NetBackup CloudScale pods may go into pending status when the max number of pods threshold has been exceeded
Problem
NetBackup CloudScale pods may go into pending status when the max number of pods threshold has been exceeded.
Error Message
Performing a describe on the pod in a pending state you see:
# kubectl describe pod <pod_in_pending_state> -n netbackup
Events:
Type Reason Age From Message
---- ------ ---- ---- -------
Warning FailedScheduling 79s (x15182 over 13d) default-scheduler 0/10 nodes are available: 1 Too many pods, 1 node(s) had taint {group: cpdata}, that the pod didn't tolerate, 2 node(s) didn't match Pod's node affinity/selector, 2 node(s) had taint {group: media}, that the pod didn't tolerate, 4 node(s) had taint {group: msdp}, that the pod didn't tolerate.
Cause
The number of pods per a node was exceeded. This max number of pods can vary depending on the instance type.
Solution
Identify the max number of pods the node can handle:
Describe one of the nodes to determine the max-pods for the node.

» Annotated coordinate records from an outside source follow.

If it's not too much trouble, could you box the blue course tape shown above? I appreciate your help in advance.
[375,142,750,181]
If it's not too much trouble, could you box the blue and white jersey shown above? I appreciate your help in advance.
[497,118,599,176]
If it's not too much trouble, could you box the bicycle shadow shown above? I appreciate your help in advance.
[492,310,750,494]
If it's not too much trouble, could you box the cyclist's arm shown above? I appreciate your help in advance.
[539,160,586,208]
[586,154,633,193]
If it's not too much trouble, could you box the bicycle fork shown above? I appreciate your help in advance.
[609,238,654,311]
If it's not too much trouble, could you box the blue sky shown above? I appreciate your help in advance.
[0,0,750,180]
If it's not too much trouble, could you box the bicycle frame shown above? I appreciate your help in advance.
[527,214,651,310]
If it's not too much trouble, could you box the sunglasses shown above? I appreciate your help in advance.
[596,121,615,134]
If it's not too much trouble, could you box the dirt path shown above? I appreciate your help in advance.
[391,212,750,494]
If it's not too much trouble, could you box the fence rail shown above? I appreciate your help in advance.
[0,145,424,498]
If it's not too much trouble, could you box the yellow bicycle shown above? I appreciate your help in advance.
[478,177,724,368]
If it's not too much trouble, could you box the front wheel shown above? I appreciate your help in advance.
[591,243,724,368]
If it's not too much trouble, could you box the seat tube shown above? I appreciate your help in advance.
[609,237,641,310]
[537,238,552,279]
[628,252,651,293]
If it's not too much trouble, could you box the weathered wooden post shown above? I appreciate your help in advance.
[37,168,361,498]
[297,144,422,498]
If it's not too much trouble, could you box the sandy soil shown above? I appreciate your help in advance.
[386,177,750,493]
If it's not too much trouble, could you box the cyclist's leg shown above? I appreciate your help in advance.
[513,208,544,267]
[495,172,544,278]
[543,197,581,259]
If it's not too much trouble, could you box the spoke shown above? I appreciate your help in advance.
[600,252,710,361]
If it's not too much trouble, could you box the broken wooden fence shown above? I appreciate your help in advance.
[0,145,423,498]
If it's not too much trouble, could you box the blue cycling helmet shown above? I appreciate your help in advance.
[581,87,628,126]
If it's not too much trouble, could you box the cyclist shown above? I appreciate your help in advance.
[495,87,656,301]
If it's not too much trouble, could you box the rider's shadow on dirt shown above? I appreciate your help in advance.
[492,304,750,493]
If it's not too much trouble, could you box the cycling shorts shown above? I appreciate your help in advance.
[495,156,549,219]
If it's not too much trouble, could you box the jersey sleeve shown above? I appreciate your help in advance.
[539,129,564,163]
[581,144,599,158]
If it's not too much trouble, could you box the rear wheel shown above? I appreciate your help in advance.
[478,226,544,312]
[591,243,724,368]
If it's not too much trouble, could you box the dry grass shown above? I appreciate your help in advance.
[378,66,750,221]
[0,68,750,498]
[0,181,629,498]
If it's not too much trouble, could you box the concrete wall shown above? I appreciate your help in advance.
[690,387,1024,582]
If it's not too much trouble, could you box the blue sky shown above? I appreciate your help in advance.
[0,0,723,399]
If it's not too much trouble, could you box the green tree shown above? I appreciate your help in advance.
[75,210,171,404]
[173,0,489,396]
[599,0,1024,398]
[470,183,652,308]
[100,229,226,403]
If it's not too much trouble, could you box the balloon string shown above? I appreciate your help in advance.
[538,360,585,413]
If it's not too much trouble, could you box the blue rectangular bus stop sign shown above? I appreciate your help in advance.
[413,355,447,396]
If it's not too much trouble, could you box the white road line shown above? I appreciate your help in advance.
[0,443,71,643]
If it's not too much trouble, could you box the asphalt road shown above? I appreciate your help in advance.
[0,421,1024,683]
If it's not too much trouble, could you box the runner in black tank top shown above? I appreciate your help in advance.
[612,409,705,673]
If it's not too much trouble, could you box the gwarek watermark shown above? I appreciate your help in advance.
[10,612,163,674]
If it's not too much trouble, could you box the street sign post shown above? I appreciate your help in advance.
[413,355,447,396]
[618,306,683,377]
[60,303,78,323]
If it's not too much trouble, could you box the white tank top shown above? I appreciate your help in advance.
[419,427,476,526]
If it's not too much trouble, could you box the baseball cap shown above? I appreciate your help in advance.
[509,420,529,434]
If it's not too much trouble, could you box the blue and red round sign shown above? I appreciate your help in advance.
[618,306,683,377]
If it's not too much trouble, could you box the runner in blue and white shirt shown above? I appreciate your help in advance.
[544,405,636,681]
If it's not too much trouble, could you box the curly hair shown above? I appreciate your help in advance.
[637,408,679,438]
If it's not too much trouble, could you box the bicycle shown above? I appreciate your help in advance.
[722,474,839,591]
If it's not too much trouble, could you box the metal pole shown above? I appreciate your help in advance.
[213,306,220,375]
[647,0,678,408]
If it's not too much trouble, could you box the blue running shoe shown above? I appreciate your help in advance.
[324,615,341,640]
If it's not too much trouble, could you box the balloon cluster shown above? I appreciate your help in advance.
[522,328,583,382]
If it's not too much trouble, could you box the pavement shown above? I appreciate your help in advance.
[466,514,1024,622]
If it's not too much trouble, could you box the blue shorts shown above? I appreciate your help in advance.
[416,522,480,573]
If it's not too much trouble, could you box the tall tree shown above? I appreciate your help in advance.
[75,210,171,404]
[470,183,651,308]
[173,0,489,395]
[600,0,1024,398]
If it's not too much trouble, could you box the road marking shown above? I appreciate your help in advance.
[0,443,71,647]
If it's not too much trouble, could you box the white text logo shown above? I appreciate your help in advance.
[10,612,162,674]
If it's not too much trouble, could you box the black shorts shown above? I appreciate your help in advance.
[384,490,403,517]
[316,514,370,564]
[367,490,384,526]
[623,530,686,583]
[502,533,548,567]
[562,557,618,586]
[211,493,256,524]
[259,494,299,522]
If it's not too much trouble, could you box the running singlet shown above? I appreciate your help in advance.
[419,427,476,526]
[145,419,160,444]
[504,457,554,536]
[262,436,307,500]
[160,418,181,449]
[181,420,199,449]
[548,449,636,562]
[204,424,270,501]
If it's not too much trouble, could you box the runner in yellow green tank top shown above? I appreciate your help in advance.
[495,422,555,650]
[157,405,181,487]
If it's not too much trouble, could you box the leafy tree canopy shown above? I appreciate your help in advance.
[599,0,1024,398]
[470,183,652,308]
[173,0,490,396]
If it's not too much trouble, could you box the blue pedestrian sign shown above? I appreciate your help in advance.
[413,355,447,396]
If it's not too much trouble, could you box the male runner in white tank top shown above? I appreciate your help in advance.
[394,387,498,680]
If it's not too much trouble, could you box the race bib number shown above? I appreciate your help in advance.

# kubectl describe node <node-name>
The example output is as follows.
...Allocatable:
attachable-volumes-aws-ebs: 25
cpu: 1930m
ephemeral-storage: 76224326324
hugepages-1Gi: 0
hugepages-2Mi: 0
memory: 7244720Ki
pods: 110
...
In the previous output, 110 is the maximum number of pods that Kubernetes will deploy to the node.
AWS also has a script that can be ran to identify the max number of pods per an instance:
https://docs.aws.amazon.com/eks/latest/userguide/choosing-instance-type.html#determine-max-pods
They are multiple ways to address this, but the bottom line is you need to increase the available pods. This can be done by adding a node to the node pool, or changing the instance type to one that can handle more pods.